楚芸槿因為在這裡無聊的原因,所以種了些花花草草。

她每天起來第一件事情就是給這些花花草草澆水。

嚴於淵踏入和堂殿的時候,就看見楚芸槿忙碌的背影。

他微微擰眉,楚芸槿不是才受傷,現在怎麼和個沒事人一樣?

而且她左手竟然還拿著那麼大的水壺,就不怕再次受傷,讓傷口更加嚴重嗎?

想到這裡,嚴於淵其實是有些生氣的,他認為楚芸槿一點都不愛惜自己的身體。

“楚芸槿,你在做什麼?”嚴於淵明知故問的走過去。

楚芸槿聽到一陣熟悉的聲音,回過頭去。

這嚴於淵這麼一大早就過來了,是沒有別的事情要乾了嗎?

她其實是不想見到嚴於淵的,雖然因為昨天發生的事,楚芸槿打心裡還是感謝他的,但是自己看到他的那一刻,下意識的心裡就出現了一股反感之意,說不上來是因為什麼。

“你來做什麼?”

嚴於淵嗤笑一聲,覺得這句話從她的嘴裡說出來,還真是搞笑,整個王府都是自己的,難道自己不能來嗎?

“昨天孤救了你,難不成你就一點表示都沒有?”他輕挑著眉頭,語氣很溫和。

楚芸槿就知道,他過來肯定是不可能有什麼好事。

不過自己確實是應該,因為昨天的事情,好好感謝他,要不是因為他的話,自己恐怕早就去見閻王了吧。

“你想讓我怎麼報答你?”楚芸槿直接問道。

“你想怎麼報答孤?”嚴於淵想要把皮球踢給她,看看她怎麼回答自己。

楚芸槿輕描淡寫的說道:“上次抓了你幾條魚,不然這次給你做一頓飯,當做是報答你的救命之恩了。”

聽到這裡,嚴於淵有些不悅,她要是不提醒自己的話,這些恐怕都要忘了上次她偷魚的事情,心裡一股怒火在燃燒。

不過聽到她要給自己做菜,就想起上次吃到楚芸槿做的魚,還確實是有點好吃的。

他眼裡帶著幾分不悅,但又帶著酒幾分意味深長,說道:“就一頓嗎?”

楚芸槿微微皺眉,什麼叫“就一頓”?

自己能抽出時間來給嚴於淵做飯,已經很不錯了,雖然這次她確實欠他一個人情,她也不喜歡欠別人的,但是她平常都在學習醫書裡的內容,哪有那麼多時間?

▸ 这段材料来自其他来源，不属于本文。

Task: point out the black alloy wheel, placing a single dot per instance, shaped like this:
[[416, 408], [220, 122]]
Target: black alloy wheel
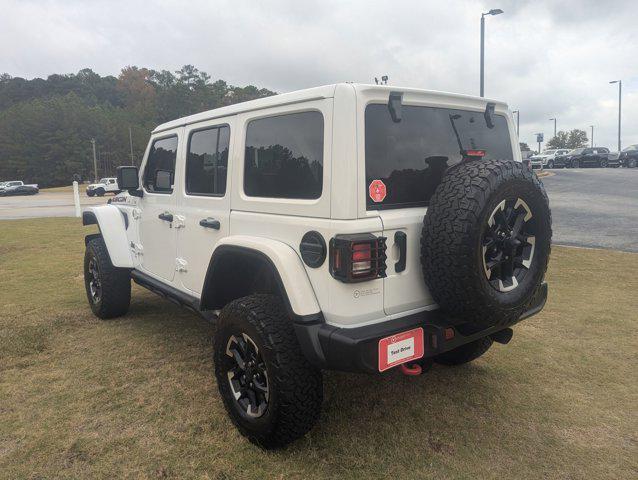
[[247, 375], [95, 284], [508, 244]]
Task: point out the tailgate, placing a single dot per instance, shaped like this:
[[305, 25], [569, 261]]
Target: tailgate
[[404, 290]]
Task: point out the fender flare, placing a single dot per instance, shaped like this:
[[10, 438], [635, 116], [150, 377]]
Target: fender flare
[[112, 225], [285, 264]]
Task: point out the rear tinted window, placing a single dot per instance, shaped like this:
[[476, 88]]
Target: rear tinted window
[[284, 156], [410, 157], [207, 161], [161, 159]]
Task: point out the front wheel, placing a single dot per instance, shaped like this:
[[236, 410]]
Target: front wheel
[[270, 391], [108, 288]]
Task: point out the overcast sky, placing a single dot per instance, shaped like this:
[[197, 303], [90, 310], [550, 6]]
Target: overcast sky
[[546, 58]]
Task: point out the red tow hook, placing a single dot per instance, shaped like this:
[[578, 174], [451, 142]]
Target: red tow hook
[[411, 370]]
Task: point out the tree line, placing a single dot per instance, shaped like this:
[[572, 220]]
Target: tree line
[[46, 125]]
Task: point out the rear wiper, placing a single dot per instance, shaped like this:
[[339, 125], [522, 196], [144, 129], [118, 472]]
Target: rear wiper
[[465, 154], [489, 111]]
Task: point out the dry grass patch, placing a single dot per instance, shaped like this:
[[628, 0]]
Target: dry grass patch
[[136, 397]]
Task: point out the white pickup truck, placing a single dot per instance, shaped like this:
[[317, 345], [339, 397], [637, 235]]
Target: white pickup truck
[[17, 187]]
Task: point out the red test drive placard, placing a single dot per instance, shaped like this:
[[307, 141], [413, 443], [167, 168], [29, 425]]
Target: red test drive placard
[[400, 348]]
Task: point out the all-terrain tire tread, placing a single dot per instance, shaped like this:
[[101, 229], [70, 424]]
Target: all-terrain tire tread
[[299, 384], [116, 282], [449, 227]]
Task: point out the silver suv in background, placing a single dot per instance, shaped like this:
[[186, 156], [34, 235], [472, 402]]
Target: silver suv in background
[[547, 159]]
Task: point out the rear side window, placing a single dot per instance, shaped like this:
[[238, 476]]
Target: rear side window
[[284, 156], [159, 175], [411, 156], [207, 161]]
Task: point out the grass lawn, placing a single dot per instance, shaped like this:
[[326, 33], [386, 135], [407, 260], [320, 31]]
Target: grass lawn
[[136, 397]]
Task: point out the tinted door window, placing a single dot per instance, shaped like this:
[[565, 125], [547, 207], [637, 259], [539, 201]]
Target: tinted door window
[[207, 161], [284, 156], [160, 164], [411, 156]]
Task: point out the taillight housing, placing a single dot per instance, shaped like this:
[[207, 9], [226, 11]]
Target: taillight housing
[[357, 257]]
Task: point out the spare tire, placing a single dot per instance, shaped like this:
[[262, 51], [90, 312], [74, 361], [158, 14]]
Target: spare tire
[[485, 242]]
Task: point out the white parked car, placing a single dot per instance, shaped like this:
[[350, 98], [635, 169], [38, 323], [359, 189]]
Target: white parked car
[[351, 227], [18, 187], [105, 185], [547, 159]]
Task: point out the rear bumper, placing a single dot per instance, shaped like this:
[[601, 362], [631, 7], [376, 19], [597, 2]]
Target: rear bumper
[[356, 349]]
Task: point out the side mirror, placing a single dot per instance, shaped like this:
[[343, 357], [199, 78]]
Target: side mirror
[[163, 180], [394, 106], [128, 178]]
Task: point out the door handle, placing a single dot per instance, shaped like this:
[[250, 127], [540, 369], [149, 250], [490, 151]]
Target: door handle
[[401, 239], [210, 223]]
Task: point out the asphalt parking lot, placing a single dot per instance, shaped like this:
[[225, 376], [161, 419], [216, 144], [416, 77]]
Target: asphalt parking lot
[[44, 204], [594, 207], [591, 207]]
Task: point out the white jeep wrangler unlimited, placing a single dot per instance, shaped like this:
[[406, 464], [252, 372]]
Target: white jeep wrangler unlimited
[[348, 227]]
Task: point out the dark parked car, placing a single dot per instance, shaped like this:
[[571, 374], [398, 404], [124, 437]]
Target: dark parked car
[[588, 157], [629, 156]]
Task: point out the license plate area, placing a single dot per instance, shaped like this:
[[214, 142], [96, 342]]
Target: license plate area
[[400, 348]]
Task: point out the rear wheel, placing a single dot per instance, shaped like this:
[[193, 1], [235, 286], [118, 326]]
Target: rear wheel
[[108, 288], [465, 353], [270, 391]]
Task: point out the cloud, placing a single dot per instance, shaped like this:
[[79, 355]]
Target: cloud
[[546, 58]]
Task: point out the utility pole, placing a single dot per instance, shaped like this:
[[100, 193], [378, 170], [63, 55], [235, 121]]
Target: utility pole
[[94, 162], [518, 123], [619, 82], [130, 137], [495, 11], [554, 125]]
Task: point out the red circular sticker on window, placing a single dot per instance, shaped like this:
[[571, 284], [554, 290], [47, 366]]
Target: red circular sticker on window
[[377, 191]]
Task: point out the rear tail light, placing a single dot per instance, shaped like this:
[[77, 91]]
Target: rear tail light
[[357, 258]]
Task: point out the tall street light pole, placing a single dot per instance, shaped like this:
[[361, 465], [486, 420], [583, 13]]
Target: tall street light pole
[[496, 11], [518, 123], [619, 82], [554, 125], [94, 161]]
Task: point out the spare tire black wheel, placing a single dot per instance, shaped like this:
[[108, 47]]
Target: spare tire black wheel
[[485, 242]]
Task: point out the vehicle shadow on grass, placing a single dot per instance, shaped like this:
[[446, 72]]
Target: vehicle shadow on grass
[[368, 407]]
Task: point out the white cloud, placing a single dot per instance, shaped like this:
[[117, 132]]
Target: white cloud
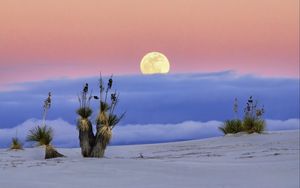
[[66, 135]]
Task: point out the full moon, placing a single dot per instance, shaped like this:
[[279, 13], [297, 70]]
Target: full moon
[[155, 63]]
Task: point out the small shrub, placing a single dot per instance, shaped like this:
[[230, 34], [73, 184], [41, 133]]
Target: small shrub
[[84, 112], [16, 144], [253, 125], [232, 126], [43, 135]]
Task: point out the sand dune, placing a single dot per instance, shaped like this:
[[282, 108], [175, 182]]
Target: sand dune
[[268, 160]]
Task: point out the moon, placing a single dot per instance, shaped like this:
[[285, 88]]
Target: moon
[[155, 63]]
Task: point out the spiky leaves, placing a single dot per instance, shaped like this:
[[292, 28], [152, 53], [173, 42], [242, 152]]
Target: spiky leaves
[[232, 126], [16, 144], [42, 135], [253, 121], [95, 145], [253, 125]]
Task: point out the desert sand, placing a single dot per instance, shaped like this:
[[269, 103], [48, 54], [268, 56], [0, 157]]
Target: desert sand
[[267, 160]]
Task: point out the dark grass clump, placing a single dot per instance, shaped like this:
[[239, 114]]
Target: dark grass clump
[[252, 122], [84, 112], [253, 125], [42, 135], [16, 144], [232, 126]]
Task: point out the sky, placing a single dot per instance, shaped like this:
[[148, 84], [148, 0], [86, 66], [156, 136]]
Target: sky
[[218, 50], [70, 38]]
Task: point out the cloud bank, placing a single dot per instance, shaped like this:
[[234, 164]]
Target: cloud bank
[[157, 99], [66, 135]]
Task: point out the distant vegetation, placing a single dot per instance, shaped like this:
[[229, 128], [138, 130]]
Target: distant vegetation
[[43, 135], [252, 122], [16, 144]]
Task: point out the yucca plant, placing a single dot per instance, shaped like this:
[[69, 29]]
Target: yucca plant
[[84, 125], [253, 125], [232, 126], [94, 145], [252, 122], [16, 144], [43, 135]]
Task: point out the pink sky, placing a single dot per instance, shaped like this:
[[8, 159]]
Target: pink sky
[[73, 38]]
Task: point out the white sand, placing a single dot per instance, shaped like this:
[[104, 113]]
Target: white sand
[[268, 160]]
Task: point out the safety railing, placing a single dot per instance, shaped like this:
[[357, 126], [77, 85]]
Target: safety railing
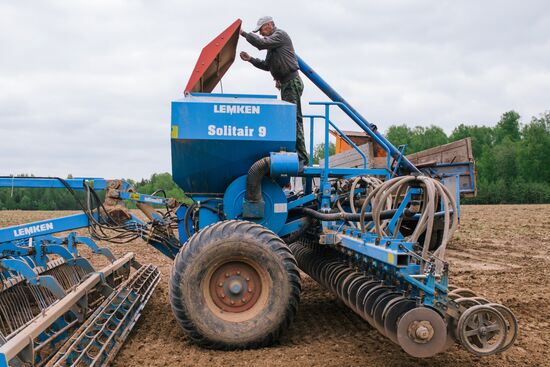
[[329, 123]]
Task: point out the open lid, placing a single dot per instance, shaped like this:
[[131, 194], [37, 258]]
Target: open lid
[[215, 60]]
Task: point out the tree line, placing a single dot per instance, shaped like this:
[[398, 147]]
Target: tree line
[[512, 163], [512, 160], [62, 199]]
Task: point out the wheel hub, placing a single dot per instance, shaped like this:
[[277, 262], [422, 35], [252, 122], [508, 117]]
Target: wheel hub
[[235, 286]]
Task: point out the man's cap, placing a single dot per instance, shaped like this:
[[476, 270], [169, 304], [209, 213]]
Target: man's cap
[[261, 22]]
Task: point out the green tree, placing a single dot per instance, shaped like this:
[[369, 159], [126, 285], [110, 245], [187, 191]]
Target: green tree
[[508, 127]]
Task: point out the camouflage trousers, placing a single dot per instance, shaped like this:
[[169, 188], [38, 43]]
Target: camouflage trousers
[[291, 91]]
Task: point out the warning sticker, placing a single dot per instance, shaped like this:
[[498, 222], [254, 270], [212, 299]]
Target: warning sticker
[[280, 208]]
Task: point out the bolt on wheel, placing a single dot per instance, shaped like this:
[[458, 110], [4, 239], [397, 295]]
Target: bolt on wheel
[[422, 332]]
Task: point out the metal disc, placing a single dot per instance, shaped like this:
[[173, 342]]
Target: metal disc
[[331, 275], [354, 287], [482, 330], [422, 332], [346, 284], [370, 298], [361, 293], [334, 275], [511, 325], [379, 307], [392, 314], [341, 280]]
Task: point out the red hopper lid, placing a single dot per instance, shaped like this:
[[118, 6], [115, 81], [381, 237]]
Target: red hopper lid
[[215, 60]]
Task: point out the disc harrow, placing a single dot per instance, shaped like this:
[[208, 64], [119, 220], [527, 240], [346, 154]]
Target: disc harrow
[[52, 299], [483, 328]]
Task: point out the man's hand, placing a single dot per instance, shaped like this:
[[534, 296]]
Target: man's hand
[[245, 56]]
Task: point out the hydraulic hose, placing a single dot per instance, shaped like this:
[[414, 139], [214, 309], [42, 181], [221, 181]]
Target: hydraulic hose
[[254, 180], [354, 217]]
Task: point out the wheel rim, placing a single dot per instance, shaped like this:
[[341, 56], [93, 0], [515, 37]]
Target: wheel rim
[[236, 290]]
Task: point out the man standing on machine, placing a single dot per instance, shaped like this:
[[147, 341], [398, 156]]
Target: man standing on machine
[[282, 63]]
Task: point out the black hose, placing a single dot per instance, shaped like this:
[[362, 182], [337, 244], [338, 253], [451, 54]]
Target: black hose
[[386, 214], [254, 180]]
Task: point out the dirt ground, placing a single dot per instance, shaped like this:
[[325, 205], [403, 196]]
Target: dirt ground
[[501, 252]]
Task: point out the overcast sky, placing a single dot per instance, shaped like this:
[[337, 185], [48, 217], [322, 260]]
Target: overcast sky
[[86, 86]]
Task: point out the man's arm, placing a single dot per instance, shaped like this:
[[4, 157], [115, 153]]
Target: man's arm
[[264, 43], [260, 64]]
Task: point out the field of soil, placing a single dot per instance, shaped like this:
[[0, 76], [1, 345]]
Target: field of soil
[[501, 252]]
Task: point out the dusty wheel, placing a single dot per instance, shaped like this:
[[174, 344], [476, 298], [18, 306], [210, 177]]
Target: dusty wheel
[[482, 330], [234, 285]]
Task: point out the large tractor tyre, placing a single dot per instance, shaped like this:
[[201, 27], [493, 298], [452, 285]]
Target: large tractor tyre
[[235, 285]]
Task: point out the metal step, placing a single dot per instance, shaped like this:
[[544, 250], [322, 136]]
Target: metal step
[[102, 335]]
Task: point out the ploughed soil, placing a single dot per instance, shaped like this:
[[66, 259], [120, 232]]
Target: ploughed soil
[[500, 252]]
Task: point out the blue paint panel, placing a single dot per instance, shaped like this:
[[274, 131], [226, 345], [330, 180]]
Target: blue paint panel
[[216, 139], [43, 227]]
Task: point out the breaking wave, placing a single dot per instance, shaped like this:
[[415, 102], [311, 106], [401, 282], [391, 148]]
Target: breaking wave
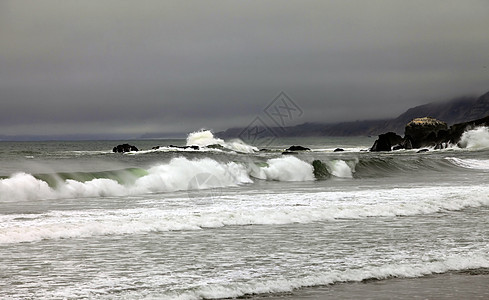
[[475, 139], [205, 138], [179, 174], [239, 210]]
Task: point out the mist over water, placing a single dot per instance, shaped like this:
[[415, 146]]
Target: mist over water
[[228, 221]]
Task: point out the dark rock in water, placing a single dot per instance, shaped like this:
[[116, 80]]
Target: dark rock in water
[[215, 146], [289, 152], [404, 144], [297, 148], [426, 132], [320, 170], [456, 130], [386, 141], [185, 147], [124, 148]]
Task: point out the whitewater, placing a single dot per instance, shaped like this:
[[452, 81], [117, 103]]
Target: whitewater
[[225, 219]]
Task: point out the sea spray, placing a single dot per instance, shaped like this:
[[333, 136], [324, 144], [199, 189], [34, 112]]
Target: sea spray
[[285, 169], [475, 139], [205, 138], [176, 175]]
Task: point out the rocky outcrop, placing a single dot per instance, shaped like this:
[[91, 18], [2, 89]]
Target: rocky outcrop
[[320, 170], [426, 132], [386, 141], [297, 148], [124, 148]]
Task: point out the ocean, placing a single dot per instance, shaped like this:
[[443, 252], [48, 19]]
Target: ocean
[[78, 221]]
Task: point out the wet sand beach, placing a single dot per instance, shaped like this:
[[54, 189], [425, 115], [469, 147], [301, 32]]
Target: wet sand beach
[[473, 284]]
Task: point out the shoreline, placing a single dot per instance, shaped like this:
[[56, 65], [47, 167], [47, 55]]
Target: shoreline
[[466, 284]]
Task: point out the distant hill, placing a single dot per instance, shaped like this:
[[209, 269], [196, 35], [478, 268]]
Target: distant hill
[[457, 110]]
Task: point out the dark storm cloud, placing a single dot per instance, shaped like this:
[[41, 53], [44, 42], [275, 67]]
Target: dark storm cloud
[[174, 66]]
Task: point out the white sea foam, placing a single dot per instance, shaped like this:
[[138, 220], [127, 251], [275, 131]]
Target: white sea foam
[[475, 139], [480, 164], [287, 168], [339, 168], [177, 175], [257, 286], [204, 138], [232, 210]]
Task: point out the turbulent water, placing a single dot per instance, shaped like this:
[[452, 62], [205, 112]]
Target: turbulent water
[[227, 220]]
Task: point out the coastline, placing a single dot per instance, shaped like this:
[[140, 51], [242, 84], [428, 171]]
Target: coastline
[[466, 284]]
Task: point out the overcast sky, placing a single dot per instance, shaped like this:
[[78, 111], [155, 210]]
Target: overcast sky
[[135, 67]]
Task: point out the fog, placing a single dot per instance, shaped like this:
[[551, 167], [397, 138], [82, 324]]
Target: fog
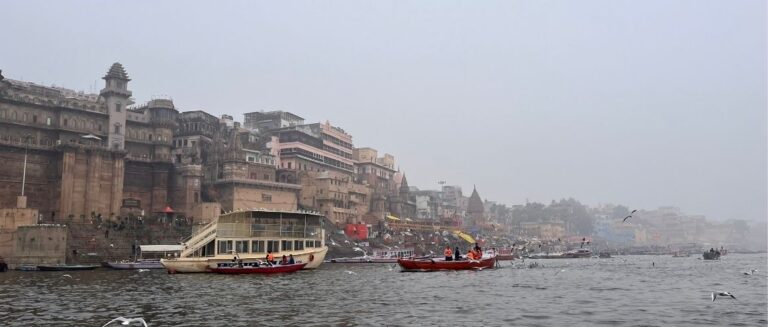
[[645, 104]]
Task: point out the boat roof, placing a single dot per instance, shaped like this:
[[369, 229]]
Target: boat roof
[[161, 248], [297, 212]]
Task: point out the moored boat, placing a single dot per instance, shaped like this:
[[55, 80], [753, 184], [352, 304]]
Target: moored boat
[[251, 234], [506, 254], [158, 251], [65, 267], [138, 264], [255, 268], [412, 264], [379, 256], [711, 255]]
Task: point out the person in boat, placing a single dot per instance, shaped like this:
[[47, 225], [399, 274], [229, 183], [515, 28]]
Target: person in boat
[[471, 254]]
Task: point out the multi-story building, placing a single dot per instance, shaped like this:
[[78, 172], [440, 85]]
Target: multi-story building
[[98, 154], [319, 158], [87, 152], [271, 120]]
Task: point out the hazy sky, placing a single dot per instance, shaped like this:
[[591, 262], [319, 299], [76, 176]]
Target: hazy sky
[[643, 103]]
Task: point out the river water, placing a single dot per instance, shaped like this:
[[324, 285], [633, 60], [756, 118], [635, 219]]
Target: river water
[[620, 291]]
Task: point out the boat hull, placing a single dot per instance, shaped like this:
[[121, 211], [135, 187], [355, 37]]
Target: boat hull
[[313, 259], [364, 260], [65, 267], [436, 265], [711, 256], [135, 265], [277, 269]]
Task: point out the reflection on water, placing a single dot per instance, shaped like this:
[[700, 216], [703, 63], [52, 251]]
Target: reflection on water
[[620, 291]]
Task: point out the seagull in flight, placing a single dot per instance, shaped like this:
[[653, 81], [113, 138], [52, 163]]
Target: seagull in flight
[[721, 293], [127, 321], [629, 216]]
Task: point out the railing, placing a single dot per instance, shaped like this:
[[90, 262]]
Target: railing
[[268, 230], [199, 239]]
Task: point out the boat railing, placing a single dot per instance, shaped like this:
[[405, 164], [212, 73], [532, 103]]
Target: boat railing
[[199, 239], [201, 230], [240, 230]]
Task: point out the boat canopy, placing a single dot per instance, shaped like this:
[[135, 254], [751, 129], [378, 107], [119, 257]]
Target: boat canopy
[[465, 236], [161, 248]]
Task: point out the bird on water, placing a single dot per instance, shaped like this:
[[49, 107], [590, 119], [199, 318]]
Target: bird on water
[[721, 293]]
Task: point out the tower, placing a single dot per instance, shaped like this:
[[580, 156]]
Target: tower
[[117, 97], [475, 209]]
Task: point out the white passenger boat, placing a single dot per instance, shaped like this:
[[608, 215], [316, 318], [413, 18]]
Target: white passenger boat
[[149, 257], [251, 234]]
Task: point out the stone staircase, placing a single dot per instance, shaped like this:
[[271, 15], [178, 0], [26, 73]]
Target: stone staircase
[[90, 243]]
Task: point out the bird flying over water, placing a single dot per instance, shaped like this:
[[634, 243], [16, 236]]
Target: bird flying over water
[[629, 216], [127, 321], [721, 293]]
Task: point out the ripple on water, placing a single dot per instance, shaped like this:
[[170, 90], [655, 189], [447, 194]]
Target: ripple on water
[[621, 291]]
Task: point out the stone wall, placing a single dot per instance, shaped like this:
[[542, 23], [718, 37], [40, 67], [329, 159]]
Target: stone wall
[[236, 196], [39, 244], [10, 220], [41, 169]]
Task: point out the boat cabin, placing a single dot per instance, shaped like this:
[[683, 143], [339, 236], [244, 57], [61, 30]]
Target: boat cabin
[[254, 233]]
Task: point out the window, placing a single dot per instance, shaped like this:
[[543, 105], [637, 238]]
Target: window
[[273, 246], [241, 246], [225, 247], [257, 246]]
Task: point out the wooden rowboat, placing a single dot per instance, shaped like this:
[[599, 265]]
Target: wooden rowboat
[[65, 267], [435, 265], [252, 268]]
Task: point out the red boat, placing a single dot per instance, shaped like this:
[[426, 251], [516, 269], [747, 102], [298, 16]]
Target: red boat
[[255, 268], [435, 264]]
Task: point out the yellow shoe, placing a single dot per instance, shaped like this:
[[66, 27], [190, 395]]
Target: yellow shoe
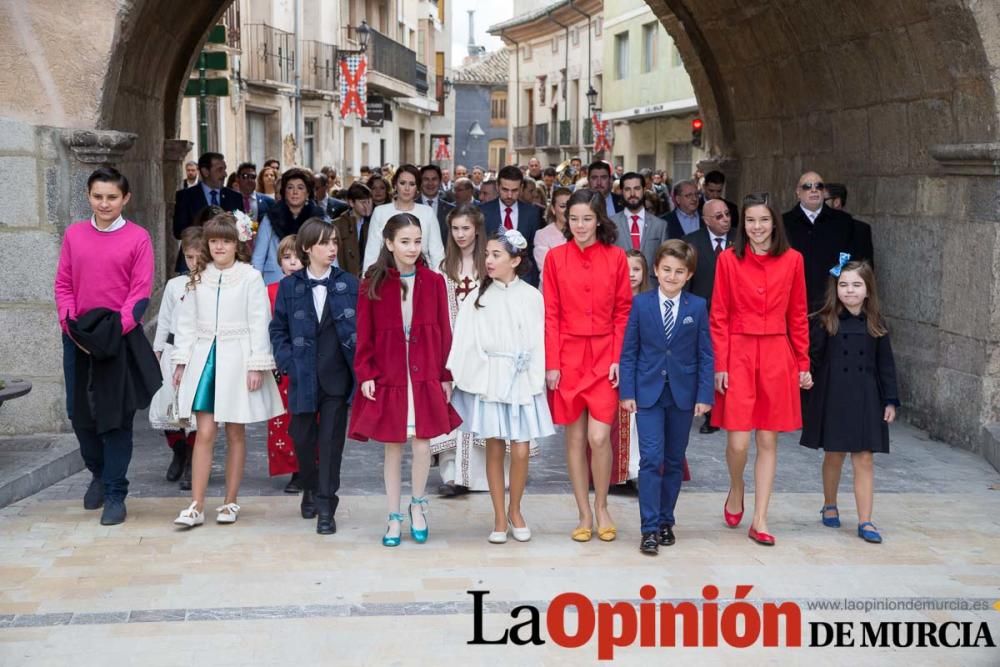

她決定了,等想看的醫書都研究完了之後,就自己經營藥鋪。

上次嚴太妃爭搶地盤那次,她就發誓要讓自己更厲害,將藥鋪都掌握在自己手裡,絕對不能便宜了他們嚴家。

“那你還想怎麼樣?”楚芸槿好聲好氣的問道。

嚴於淵聽到楚芸槿這麼問,心裡很是不悅,這個女人到底是什麼意思?

自己可是救了她的性命,現在讓她多給自己做幾頓飯,她還不樂意了?

“孤救了你兩次。”他故意強調。

楚芸槿無語,她不是問了他想怎麼樣嗎?

“你有什麼想說的,儘管說便是。”楚芸槿想要把球踢回去,讓嚴於淵決定。

嚴於淵挑眉,雖然楚芸槿的表現讓自己很是不喜歡,但是既然她都已經這麼說了,那自己肯定也不會跟她客氣。

“孤近日甚是繁忙,要花費大量的時間批閱劄子,你一個星期內照顧我的起居生活。”

嚴於淵這句話是陳述句,不是疑問句,讓楚芸槿很是無奈。

換成別的時候,自己可能早就跟他發火了,覺得他這簡直就是無理取鬧。

但是看在他救了自己的性命的份上,也就不想跟他抬槓了。

“一個星期太久了,三天!”

楚芸槿一直都在心裡祈禱著,希望眼前的這個男人,不要討價還價。

可是嚴於淵哪裡是這麼好說話的人,自己救了她的姓名不說,而且還救了兩次,手裡面那麼多名貴的魚,都已經吃在了她的腹中,現在讓她來照顧自己一個星期的生活起居怎麼了,反倒還是便宜她了。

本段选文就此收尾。